There are other potential legal avenues besides contract law, such as Unjust Enrichment[2], which, according to Wiki is analysed as:

    1. Was the defendant enriched?
    2. Was the enrichment at the expense of the claimant?
    3. Was the enrichment unjust?
    4. Does the defendant have a defense?
    5. What remedies are available to the claimant?
[2]:https://en.wikipedia.org/wiki/Restitution_and_unjust_enrichm...

Since AI companies are likely to be enriched (by a large amount), and it could be at the expense of a claimant if the AI (re)produces the claimants work or closely related work based on it (or in the case of a class action suit, potentially many works), the AI companies which violate a terms of use would have to argue in their favour for #3 and #4 - is the enrichment unjust and do they have a defense.

There are certainly arguments for AI trained on copyrighted works being unjust. Including a terms of use which specifically prevents this would be in the favor of the claimant. An AI company would have to defend their decision to ignore such terms and claim that doing so is not unjust.
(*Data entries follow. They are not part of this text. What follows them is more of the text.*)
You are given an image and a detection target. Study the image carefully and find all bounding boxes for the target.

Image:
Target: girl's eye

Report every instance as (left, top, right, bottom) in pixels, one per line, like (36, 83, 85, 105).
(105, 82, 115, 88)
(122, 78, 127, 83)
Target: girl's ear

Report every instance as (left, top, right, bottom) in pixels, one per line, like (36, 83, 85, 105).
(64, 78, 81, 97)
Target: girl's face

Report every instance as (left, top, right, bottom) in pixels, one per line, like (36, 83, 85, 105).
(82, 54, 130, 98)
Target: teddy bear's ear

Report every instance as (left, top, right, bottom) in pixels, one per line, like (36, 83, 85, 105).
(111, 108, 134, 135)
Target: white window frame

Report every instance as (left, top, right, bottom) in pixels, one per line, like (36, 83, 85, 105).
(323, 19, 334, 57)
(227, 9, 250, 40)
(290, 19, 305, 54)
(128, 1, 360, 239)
Arguably, if the AI is sufficiently "intelligent" enough, it should be able to make sense of such terms and be used to filter such works from training data (unless specifically prompted to ignore). If the AI companies are not filtering the data they aggregate then there's a potential argument for negligence.
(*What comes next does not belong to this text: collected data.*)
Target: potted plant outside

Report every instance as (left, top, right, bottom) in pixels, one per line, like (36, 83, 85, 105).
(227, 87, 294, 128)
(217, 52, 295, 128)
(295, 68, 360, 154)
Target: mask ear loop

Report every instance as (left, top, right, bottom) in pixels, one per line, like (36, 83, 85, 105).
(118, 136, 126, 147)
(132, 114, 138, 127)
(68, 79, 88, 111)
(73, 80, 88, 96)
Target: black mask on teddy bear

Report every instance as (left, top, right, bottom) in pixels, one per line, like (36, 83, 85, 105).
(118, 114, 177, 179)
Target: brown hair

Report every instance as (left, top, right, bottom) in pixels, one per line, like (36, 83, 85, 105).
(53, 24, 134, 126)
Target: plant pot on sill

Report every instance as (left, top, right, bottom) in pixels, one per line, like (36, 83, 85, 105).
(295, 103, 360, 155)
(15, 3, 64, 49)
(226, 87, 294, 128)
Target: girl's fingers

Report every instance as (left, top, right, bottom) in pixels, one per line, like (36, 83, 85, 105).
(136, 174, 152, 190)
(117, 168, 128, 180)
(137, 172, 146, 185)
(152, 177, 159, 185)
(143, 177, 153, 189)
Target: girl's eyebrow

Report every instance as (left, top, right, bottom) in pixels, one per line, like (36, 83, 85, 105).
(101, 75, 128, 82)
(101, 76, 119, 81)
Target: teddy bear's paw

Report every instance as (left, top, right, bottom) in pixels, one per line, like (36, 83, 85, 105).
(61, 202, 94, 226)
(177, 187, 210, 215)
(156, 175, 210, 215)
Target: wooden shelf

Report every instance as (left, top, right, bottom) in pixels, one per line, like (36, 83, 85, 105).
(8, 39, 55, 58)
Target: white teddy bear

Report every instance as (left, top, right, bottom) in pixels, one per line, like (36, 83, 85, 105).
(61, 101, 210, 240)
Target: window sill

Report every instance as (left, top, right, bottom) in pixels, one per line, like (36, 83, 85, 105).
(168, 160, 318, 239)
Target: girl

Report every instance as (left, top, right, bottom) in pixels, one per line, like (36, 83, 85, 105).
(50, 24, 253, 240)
There's some efforts being made, such as the IETF aipref[3], which could standardize the way training data is collected/filtered by AI companies. Creative Commons have a related effort called "CC signals". These could also be helpful in a future claim if the AI companies ignore those preferences.
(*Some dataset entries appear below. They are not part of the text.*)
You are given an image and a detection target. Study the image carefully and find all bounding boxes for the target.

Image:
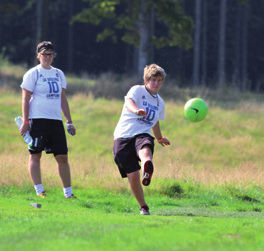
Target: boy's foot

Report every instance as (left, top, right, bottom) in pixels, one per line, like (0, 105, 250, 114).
(140, 205, 150, 215)
(38, 191, 46, 198)
(142, 160, 154, 186)
(64, 194, 77, 199)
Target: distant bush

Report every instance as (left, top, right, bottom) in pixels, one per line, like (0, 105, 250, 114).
(1, 62, 264, 104)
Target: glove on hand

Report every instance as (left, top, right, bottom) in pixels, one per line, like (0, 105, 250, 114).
(65, 123, 75, 136)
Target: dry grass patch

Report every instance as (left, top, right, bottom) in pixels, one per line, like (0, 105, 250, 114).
(154, 160, 263, 186)
(1, 151, 262, 191)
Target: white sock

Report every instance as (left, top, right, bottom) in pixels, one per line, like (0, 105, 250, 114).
(34, 184, 45, 195)
(63, 187, 72, 198)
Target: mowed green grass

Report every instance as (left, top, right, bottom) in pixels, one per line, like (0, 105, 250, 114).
(0, 186, 263, 251)
(0, 91, 264, 250)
[3]:https://datatracker.ietf.org/wg/aipref/about/

So to me it seems having a clause in your license and/or terms of use which prevents use in AI training, providing prominent notice of such terms, and indicating AI preferences in the protocols, is going to be better than not having such clauses - because if you don't have the clause then the defendant can simply claim in their defense that "There was nothing in the terms which said we can't".

It's up to us to take a proactive approach to protecting our works from AI, even if there is not yet any solid legal basis or case law, so I applaud OP's efforts even if the license doesn't have carry any weight. If we don't attempt to protect our works from use AI training then the AI companies will win at everyone else's expense.

Creators should decide how their works are used, and we need to normalize it being the case that they decide whether or not use in AI training data should be permitted.